Managing Food In Biosphere 2

Biosphere 2 is a 3.14-acre research facility located in Oracle, Arizona, sealed from the earth below by a 500-ton welded stainless steel liner. Two missions, between 1991 and 1994, sealed the crew inside the glass enclosure to measure survivability. During the 1994 mission, seven people entered the Biosphere with the goal of planting, harvesting, and cooking their own food. Coffee was a once-a-week luxury, and meat was only served on Sundays. Even Thanksgiving was missing the turkey. However, even in the hardest of times, there were beets, bananas and sweet potatoes galore. Home-brewed banana wine took the place of traditional drinks, and because hot peppers grew in abundance, the crew often held “chili duels” to see who could produce the hottest dish. Homemade pizza was one of the favorites, but it was hardly fast food — it took a minimum of four months to grow and process the ingredients.
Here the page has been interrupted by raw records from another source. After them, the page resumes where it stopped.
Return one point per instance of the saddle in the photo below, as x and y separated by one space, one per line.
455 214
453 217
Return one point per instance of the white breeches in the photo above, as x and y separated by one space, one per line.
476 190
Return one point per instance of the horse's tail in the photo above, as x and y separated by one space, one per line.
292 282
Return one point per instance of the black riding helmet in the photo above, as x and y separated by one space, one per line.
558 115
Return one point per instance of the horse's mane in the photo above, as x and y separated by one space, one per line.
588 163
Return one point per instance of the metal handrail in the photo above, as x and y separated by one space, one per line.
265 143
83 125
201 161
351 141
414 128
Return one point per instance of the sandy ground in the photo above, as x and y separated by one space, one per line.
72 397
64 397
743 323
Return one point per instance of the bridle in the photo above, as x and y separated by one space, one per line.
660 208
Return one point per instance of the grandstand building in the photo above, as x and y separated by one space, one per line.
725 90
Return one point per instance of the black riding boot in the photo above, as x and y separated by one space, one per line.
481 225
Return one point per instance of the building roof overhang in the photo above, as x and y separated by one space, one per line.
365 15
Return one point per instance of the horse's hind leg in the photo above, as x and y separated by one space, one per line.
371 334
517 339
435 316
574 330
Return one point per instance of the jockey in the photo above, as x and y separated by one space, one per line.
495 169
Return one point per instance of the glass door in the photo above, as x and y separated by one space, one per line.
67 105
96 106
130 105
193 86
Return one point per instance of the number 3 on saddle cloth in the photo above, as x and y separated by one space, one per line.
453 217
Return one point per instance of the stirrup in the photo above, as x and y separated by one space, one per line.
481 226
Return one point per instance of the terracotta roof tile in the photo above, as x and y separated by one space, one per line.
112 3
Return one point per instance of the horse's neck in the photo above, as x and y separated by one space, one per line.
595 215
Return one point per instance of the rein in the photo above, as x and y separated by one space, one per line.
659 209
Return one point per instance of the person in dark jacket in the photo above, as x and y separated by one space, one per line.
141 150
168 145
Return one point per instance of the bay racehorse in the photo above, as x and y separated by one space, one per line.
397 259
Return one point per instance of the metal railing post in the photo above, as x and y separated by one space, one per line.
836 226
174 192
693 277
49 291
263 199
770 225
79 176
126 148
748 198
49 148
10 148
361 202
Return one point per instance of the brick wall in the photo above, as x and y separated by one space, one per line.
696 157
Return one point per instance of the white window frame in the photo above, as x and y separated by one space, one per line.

At times, the crew ate very little, and by the time they emerged after 10 months, each crew member had lost 25 pounds. However, with so little meat available, the average fat intake was less than 10% of the total calories a day, one-third to one-fourth what the typical American consumes. As a result, the crew said they felt healthier, and their numbers showed it. After two years on their high-fiber, low-fat, sugar-free diet, their cholesterol levels had dropped from an average of 195 (within the normal range) to an astonishing 125. Unfortunately, during the middle of the second experiment, which was to last two years, the managing company, Space Biosphere Ventures, was dissolved and the experiment ended.